I have a PySpark dataframe with a column "group". I also have feature columns and a label column. I want to split the dataframe for each group and then train a model and end up with a dictionary where the keys are the "group" names and the values are the trained models.
This question essentially give an answer to this problem. This method is inefficient.
The obvious problem here is that it requires a full data scan for each level, so it is an expensive operation.
The answer is old and I am hoping there have been improvements in PySpark since then. For my use case I have 10k groups, with heavy skew in the data sizes. The largest group can have 1 Billion records and the smallest group can have 1 record.

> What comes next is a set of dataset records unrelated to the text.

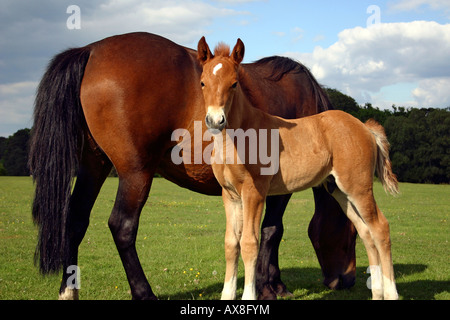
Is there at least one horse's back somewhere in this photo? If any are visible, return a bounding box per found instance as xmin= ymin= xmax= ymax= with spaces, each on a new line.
xmin=80 ymin=33 xmax=198 ymax=175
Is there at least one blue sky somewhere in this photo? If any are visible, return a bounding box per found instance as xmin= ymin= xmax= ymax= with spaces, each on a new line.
xmin=0 ymin=0 xmax=450 ymax=136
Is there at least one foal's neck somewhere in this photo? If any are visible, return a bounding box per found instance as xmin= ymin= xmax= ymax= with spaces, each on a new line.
xmin=229 ymin=86 xmax=280 ymax=131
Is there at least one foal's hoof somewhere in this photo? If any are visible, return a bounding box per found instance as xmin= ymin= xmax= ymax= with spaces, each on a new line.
xmin=258 ymin=285 xmax=277 ymax=300
xmin=275 ymin=282 xmax=294 ymax=298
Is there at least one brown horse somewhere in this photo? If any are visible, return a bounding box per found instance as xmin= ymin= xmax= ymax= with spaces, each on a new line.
xmin=198 ymin=37 xmax=398 ymax=299
xmin=30 ymin=33 xmax=355 ymax=299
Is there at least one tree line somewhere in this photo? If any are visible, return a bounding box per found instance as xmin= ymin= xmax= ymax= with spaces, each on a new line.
xmin=0 ymin=88 xmax=450 ymax=184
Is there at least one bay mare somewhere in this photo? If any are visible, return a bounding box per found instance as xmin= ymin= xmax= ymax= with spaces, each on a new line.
xmin=30 ymin=33 xmax=356 ymax=299
xmin=198 ymin=37 xmax=398 ymax=299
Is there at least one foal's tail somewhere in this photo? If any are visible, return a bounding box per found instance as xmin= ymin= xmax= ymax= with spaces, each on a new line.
xmin=28 ymin=47 xmax=90 ymax=274
xmin=365 ymin=119 xmax=399 ymax=195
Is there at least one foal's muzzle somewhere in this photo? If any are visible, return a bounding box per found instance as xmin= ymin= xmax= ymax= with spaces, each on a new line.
xmin=205 ymin=112 xmax=227 ymax=131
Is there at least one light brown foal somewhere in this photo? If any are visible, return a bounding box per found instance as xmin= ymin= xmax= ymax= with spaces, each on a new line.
xmin=198 ymin=37 xmax=398 ymax=299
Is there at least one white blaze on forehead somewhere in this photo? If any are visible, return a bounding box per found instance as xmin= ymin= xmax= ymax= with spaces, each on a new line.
xmin=213 ymin=63 xmax=222 ymax=75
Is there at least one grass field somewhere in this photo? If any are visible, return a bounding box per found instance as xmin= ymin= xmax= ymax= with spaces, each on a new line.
xmin=0 ymin=177 xmax=450 ymax=300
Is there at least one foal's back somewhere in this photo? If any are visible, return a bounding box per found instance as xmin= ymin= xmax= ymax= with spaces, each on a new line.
xmin=269 ymin=110 xmax=376 ymax=195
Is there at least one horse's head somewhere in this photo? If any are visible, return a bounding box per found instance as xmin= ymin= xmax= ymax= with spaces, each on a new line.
xmin=198 ymin=37 xmax=245 ymax=131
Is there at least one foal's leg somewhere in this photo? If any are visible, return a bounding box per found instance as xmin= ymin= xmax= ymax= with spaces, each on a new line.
xmin=256 ymin=194 xmax=292 ymax=300
xmin=241 ymin=189 xmax=265 ymax=300
xmin=333 ymin=189 xmax=383 ymax=300
xmin=367 ymin=196 xmax=398 ymax=300
xmin=108 ymin=170 xmax=156 ymax=300
xmin=59 ymin=144 xmax=112 ymax=300
xmin=221 ymin=191 xmax=242 ymax=300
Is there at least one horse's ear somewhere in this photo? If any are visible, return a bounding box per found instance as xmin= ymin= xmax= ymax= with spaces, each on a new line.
xmin=231 ymin=39 xmax=245 ymax=64
xmin=197 ymin=37 xmax=214 ymax=64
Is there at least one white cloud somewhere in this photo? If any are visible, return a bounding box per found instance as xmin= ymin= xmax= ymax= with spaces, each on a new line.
xmin=412 ymin=77 xmax=450 ymax=107
xmin=389 ymin=0 xmax=450 ymax=11
xmin=286 ymin=21 xmax=450 ymax=107
xmin=82 ymin=0 xmax=243 ymax=45
xmin=0 ymin=81 xmax=37 ymax=136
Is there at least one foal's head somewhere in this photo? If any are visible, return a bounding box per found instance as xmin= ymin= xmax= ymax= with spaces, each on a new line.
xmin=198 ymin=37 xmax=245 ymax=131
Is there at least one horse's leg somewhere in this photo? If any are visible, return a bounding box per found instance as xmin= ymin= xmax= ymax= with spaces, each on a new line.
xmin=256 ymin=194 xmax=292 ymax=300
xmin=240 ymin=189 xmax=265 ymax=300
xmin=59 ymin=139 xmax=112 ymax=300
xmin=308 ymin=186 xmax=356 ymax=289
xmin=221 ymin=191 xmax=242 ymax=300
xmin=108 ymin=168 xmax=156 ymax=299
xmin=333 ymin=190 xmax=398 ymax=300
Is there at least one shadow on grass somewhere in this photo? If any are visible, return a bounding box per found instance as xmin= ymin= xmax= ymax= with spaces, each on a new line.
xmin=159 ymin=264 xmax=450 ymax=300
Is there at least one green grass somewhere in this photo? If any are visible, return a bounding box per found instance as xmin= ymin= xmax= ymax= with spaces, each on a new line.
xmin=0 ymin=177 xmax=450 ymax=300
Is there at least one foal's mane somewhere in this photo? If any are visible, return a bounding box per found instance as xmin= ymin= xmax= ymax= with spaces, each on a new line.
xmin=214 ymin=42 xmax=230 ymax=57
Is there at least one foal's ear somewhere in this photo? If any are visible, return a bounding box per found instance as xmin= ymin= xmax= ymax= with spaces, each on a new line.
xmin=231 ymin=39 xmax=245 ymax=64
xmin=197 ymin=37 xmax=214 ymax=64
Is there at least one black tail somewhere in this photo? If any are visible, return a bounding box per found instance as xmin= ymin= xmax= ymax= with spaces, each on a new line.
xmin=28 ymin=47 xmax=90 ymax=274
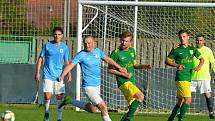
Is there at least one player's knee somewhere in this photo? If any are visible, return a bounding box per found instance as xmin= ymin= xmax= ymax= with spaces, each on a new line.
xmin=98 ymin=101 xmax=106 ymax=109
xmin=85 ymin=103 xmax=97 ymax=113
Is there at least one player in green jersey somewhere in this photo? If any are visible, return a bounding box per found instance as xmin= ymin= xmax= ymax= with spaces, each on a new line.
xmin=109 ymin=32 xmax=151 ymax=121
xmin=166 ymin=30 xmax=204 ymax=121
xmin=191 ymin=34 xmax=215 ymax=119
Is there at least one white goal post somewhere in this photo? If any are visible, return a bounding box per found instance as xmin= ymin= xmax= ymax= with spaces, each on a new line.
xmin=74 ymin=0 xmax=215 ymax=114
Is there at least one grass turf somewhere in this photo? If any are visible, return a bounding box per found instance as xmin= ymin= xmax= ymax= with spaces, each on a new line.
xmin=0 ymin=104 xmax=210 ymax=121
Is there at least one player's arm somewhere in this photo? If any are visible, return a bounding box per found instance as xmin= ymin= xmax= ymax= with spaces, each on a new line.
xmin=35 ymin=56 xmax=43 ymax=81
xmin=57 ymin=62 xmax=75 ymax=81
xmin=165 ymin=57 xmax=185 ymax=70
xmin=104 ymin=56 xmax=127 ymax=73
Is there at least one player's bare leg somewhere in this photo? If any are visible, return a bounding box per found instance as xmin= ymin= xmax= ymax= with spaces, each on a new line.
xmin=98 ymin=101 xmax=111 ymax=121
xmin=204 ymin=92 xmax=214 ymax=119
xmin=121 ymin=92 xmax=144 ymax=121
xmin=44 ymin=92 xmax=52 ymax=121
xmin=56 ymin=93 xmax=64 ymax=121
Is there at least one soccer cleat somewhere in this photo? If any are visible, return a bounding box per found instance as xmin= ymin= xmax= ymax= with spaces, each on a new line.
xmin=43 ymin=113 xmax=49 ymax=121
xmin=58 ymin=96 xmax=71 ymax=108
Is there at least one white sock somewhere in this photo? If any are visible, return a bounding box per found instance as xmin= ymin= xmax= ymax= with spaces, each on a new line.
xmin=44 ymin=100 xmax=50 ymax=113
xmin=57 ymin=100 xmax=63 ymax=120
xmin=102 ymin=115 xmax=111 ymax=121
xmin=71 ymin=99 xmax=87 ymax=109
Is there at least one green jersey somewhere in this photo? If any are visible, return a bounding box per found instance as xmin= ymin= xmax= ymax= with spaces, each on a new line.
xmin=192 ymin=46 xmax=215 ymax=80
xmin=111 ymin=47 xmax=136 ymax=87
xmin=168 ymin=45 xmax=201 ymax=82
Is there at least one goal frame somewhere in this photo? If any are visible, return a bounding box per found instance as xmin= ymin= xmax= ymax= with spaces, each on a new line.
xmin=75 ymin=0 xmax=215 ymax=111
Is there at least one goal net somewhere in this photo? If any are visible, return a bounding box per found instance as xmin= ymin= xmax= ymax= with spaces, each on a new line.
xmin=77 ymin=0 xmax=215 ymax=113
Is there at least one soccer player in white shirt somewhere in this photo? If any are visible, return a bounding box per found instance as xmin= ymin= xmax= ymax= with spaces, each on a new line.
xmin=35 ymin=27 xmax=71 ymax=121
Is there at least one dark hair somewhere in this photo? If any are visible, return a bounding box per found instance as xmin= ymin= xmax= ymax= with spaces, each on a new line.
xmin=196 ymin=34 xmax=205 ymax=39
xmin=83 ymin=35 xmax=94 ymax=41
xmin=120 ymin=31 xmax=133 ymax=39
xmin=178 ymin=29 xmax=190 ymax=36
xmin=52 ymin=27 xmax=63 ymax=34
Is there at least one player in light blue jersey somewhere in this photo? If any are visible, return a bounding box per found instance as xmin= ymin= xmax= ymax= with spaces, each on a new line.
xmin=58 ymin=36 xmax=127 ymax=121
xmin=35 ymin=27 xmax=71 ymax=121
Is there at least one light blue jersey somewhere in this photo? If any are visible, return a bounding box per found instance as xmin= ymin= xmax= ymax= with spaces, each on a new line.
xmin=40 ymin=41 xmax=69 ymax=81
xmin=72 ymin=48 xmax=106 ymax=87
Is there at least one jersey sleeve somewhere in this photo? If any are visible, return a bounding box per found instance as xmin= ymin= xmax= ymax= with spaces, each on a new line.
xmin=72 ymin=52 xmax=82 ymax=64
xmin=167 ymin=49 xmax=175 ymax=59
xmin=40 ymin=44 xmax=46 ymax=57
xmin=99 ymin=49 xmax=106 ymax=60
xmin=193 ymin=48 xmax=202 ymax=59
xmin=110 ymin=50 xmax=118 ymax=62
xmin=63 ymin=46 xmax=70 ymax=61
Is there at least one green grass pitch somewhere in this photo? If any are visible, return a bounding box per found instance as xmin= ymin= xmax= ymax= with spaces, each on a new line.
xmin=0 ymin=104 xmax=211 ymax=121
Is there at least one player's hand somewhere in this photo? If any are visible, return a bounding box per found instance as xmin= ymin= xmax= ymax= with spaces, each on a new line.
xmin=67 ymin=75 xmax=72 ymax=82
xmin=143 ymin=64 xmax=152 ymax=69
xmin=35 ymin=73 xmax=40 ymax=81
xmin=124 ymin=73 xmax=132 ymax=79
xmin=178 ymin=65 xmax=185 ymax=71
xmin=119 ymin=67 xmax=127 ymax=73
xmin=57 ymin=76 xmax=63 ymax=82
xmin=212 ymin=78 xmax=215 ymax=86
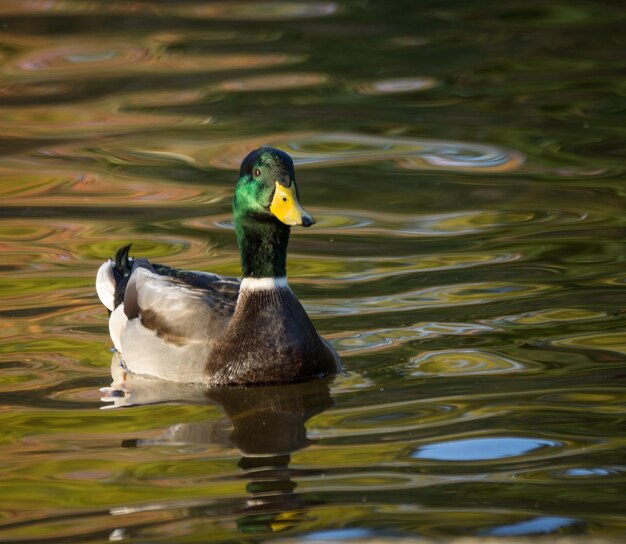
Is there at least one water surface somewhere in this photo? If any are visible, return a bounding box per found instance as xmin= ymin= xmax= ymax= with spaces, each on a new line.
xmin=0 ymin=0 xmax=626 ymax=543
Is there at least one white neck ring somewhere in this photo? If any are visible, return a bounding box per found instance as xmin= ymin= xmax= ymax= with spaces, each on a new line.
xmin=239 ymin=276 xmax=289 ymax=291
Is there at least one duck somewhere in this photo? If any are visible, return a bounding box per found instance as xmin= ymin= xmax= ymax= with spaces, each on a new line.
xmin=96 ymin=147 xmax=342 ymax=386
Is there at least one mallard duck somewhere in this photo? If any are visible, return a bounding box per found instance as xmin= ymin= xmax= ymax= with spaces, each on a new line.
xmin=96 ymin=147 xmax=341 ymax=385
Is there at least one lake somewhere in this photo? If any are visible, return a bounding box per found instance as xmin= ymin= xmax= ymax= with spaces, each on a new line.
xmin=0 ymin=0 xmax=626 ymax=543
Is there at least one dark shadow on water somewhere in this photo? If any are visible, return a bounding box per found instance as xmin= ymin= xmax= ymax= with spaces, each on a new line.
xmin=103 ymin=360 xmax=333 ymax=533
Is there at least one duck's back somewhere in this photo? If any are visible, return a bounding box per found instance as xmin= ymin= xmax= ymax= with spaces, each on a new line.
xmin=98 ymin=251 xmax=239 ymax=382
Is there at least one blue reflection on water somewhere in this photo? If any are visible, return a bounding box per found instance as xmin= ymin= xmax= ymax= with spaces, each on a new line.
xmin=306 ymin=527 xmax=372 ymax=542
xmin=480 ymin=516 xmax=576 ymax=536
xmin=411 ymin=437 xmax=560 ymax=461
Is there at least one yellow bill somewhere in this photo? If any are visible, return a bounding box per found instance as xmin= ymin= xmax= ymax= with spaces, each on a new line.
xmin=270 ymin=182 xmax=315 ymax=227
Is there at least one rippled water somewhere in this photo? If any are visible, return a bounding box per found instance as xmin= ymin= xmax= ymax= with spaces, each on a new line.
xmin=0 ymin=0 xmax=626 ymax=542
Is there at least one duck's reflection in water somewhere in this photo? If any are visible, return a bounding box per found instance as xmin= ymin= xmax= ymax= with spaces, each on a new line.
xmin=103 ymin=357 xmax=333 ymax=533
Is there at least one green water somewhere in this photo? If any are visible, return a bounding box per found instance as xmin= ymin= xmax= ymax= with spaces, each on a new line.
xmin=0 ymin=0 xmax=626 ymax=543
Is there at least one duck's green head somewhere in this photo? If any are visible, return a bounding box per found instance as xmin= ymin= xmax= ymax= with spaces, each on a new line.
xmin=233 ymin=147 xmax=315 ymax=278
xmin=233 ymin=147 xmax=315 ymax=227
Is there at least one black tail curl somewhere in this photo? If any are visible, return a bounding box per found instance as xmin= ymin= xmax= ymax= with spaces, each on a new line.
xmin=113 ymin=244 xmax=134 ymax=308
xmin=113 ymin=244 xmax=133 ymax=279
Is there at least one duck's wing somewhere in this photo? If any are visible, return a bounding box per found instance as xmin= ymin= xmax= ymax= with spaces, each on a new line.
xmin=124 ymin=259 xmax=239 ymax=345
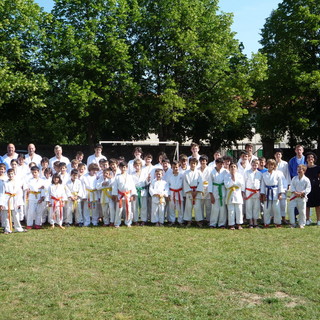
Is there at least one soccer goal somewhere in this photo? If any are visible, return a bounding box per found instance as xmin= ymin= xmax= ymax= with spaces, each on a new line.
xmin=99 ymin=140 xmax=179 ymax=160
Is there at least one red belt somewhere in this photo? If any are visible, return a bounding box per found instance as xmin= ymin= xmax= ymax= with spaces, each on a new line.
xmin=51 ymin=196 xmax=63 ymax=220
xmin=170 ymin=188 xmax=182 ymax=206
xmin=118 ymin=190 xmax=131 ymax=221
xmin=245 ymin=188 xmax=260 ymax=200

Edit: As suggested here is a small reproducible example.
df = sc.createDataFrame(
[
('A', 1, 0, True),
('A', 3, 0, False),
('B', 2, 2, True),
('B', 3, 3, True),
('B', 5, 2, False)
],
('group', 'feature_1', 'feature_2', 'label')
)
I can split the data as suggested in the above link:
from itertools import chain
from pyspark.sql.functions import col
groups = chain(*df.select("group").distinct().collect())
df_by_group = {group:
train_model(df.where(col("group").eqNullSafe(group))) for group in groups}
Where train_model
is a function that takes a dataframe with columns=[feature_1, feature_2, label]
and returns a trained model on that dataframe.